Articles

SQL Server 2017 Machine Learning Services – Installation

With the release of SQL Server 2017, you now have the capability to incorporate both R and Python into SQL Server. As there  is a lot of material on the topic, this is the first post in the series which covers installation.  In future topics we will be covering the internal components, monitoring a R and Python code to determine performance impact on SQL Server, creating and maintaining R code, creating and maintaining Python code, and other related topics.

Installing Machine Learning Services

R was first introduced in the SQL Server 2016 and it was called R Services.  For SQL Server 2017, this same service was renamed to Machine Learning Services, and expanded to include Python. In the install there are three options, installing the Machine Learning Services, then selecting R and/or Python as you see in the attached picture.

Why you want to select Machine Learning Services(In-Database)

There are two installation options:  In-Database or Standalone.  If you are evaluating Machine Learning Services and you have no knowledge of what the load may be, start by selecting the Machine Learning Service In-Database.  There are several reasons why by default you want to select the In-Database option. One of the problems that Microsoft was looking to solve by incorporating advanced data analytics was to improve performance of the native code by greatly reducing data latency.  If you are analyzing a lot of data which is stored within SQL Server, the performance will be improved if the data does not need to be moved around on a network. Also, the licensing costs of installing R Server standalone also need to be evaluated with a Microsoft representative as well. An evaluation of the resource load on the network, as well as analysis of the code running on SQL Server should be performed prior to the decision to install the Machine Learning Server Standalone.

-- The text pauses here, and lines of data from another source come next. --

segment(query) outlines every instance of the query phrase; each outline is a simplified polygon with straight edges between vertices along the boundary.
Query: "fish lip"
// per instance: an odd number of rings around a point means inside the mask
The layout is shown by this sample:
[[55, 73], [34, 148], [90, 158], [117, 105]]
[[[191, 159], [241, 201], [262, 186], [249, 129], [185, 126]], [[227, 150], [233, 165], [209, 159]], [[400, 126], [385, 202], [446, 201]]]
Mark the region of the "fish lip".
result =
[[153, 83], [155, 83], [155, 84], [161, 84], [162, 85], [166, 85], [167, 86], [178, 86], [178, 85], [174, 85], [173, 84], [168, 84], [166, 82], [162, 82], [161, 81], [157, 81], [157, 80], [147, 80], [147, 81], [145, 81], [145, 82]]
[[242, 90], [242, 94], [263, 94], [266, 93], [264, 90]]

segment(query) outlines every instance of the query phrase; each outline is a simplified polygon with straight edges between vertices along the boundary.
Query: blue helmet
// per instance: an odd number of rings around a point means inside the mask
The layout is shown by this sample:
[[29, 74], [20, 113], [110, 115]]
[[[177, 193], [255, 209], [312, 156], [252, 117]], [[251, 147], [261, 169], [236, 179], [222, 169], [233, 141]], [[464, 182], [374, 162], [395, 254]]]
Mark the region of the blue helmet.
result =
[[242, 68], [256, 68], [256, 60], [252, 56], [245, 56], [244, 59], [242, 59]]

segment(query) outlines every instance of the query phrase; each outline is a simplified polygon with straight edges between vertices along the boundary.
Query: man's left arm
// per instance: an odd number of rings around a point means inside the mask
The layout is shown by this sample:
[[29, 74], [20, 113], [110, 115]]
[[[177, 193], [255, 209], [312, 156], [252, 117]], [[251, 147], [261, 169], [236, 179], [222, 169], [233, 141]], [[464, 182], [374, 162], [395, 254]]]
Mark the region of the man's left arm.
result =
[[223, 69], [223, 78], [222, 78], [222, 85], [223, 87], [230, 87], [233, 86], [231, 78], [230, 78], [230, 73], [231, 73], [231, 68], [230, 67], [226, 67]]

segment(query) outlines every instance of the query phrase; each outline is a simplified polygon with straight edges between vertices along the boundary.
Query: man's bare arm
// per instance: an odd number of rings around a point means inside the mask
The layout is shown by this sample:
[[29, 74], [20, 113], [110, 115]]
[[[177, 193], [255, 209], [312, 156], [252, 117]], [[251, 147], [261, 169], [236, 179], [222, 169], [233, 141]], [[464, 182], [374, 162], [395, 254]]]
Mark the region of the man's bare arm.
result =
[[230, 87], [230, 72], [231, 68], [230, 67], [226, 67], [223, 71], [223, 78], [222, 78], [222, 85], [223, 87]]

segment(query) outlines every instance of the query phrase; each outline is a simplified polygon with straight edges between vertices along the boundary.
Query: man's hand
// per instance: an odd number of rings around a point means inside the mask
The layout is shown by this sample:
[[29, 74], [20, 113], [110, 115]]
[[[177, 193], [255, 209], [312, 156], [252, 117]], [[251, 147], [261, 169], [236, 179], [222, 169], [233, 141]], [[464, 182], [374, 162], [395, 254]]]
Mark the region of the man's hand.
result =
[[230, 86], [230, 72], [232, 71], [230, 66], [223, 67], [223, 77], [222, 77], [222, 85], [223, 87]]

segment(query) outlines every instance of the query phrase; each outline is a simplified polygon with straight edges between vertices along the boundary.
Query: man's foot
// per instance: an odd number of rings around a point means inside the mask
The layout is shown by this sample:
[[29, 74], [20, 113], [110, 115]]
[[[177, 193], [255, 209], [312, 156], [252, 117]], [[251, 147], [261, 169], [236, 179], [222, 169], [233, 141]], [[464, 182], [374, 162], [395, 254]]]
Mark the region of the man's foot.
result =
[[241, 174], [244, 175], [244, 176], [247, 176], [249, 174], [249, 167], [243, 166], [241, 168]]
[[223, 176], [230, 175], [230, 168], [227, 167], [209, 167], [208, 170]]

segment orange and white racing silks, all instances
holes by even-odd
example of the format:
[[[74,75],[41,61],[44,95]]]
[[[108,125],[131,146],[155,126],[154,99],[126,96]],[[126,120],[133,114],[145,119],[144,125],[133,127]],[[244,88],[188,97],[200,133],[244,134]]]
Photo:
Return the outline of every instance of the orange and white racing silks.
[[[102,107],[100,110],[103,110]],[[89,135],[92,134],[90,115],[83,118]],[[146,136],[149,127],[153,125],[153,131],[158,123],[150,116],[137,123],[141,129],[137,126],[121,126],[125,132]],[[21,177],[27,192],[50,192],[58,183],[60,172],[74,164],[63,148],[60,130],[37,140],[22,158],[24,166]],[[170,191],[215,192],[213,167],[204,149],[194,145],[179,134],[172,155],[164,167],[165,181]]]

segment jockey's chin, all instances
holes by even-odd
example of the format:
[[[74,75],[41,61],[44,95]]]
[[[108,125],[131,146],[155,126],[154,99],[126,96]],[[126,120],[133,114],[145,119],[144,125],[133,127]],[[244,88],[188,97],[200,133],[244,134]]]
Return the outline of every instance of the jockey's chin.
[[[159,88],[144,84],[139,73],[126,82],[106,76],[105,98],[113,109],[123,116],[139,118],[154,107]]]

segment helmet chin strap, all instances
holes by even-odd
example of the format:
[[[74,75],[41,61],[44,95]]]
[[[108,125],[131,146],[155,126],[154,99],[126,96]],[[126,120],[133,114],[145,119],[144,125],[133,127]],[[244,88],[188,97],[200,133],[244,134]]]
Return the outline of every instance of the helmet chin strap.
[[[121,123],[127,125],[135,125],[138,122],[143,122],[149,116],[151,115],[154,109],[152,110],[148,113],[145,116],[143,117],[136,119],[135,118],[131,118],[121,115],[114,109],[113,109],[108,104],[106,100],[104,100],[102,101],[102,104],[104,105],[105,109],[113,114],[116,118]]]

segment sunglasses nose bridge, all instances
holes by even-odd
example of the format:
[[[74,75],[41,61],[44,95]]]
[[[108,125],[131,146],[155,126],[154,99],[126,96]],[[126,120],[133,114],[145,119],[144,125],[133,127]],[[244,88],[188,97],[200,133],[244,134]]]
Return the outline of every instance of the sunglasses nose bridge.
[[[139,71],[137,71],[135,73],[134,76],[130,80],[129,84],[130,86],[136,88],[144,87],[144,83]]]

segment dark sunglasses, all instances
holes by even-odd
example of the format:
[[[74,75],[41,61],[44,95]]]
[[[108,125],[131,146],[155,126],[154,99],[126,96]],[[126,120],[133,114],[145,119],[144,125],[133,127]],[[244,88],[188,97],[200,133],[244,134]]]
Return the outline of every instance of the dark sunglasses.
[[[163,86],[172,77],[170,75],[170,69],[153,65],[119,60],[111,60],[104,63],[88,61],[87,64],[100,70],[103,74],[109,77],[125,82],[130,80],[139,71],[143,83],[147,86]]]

Internet Access Requirements for installing R and Python

The Machine Learning Service is an optional part of the SQL Server Install.  Because R and Python are both open source applications, Microsoft cannot include the R or Python executables within the install of SQL Server.  The executables must be downloaded from their respective locations on the internet, and the installation process is a little different if there is no internet access.  Each language has two installs, one for the executable and one for the server. If you do not access to the internet on the server where you are installing SQL Server 2017, you can download the files needed for the install.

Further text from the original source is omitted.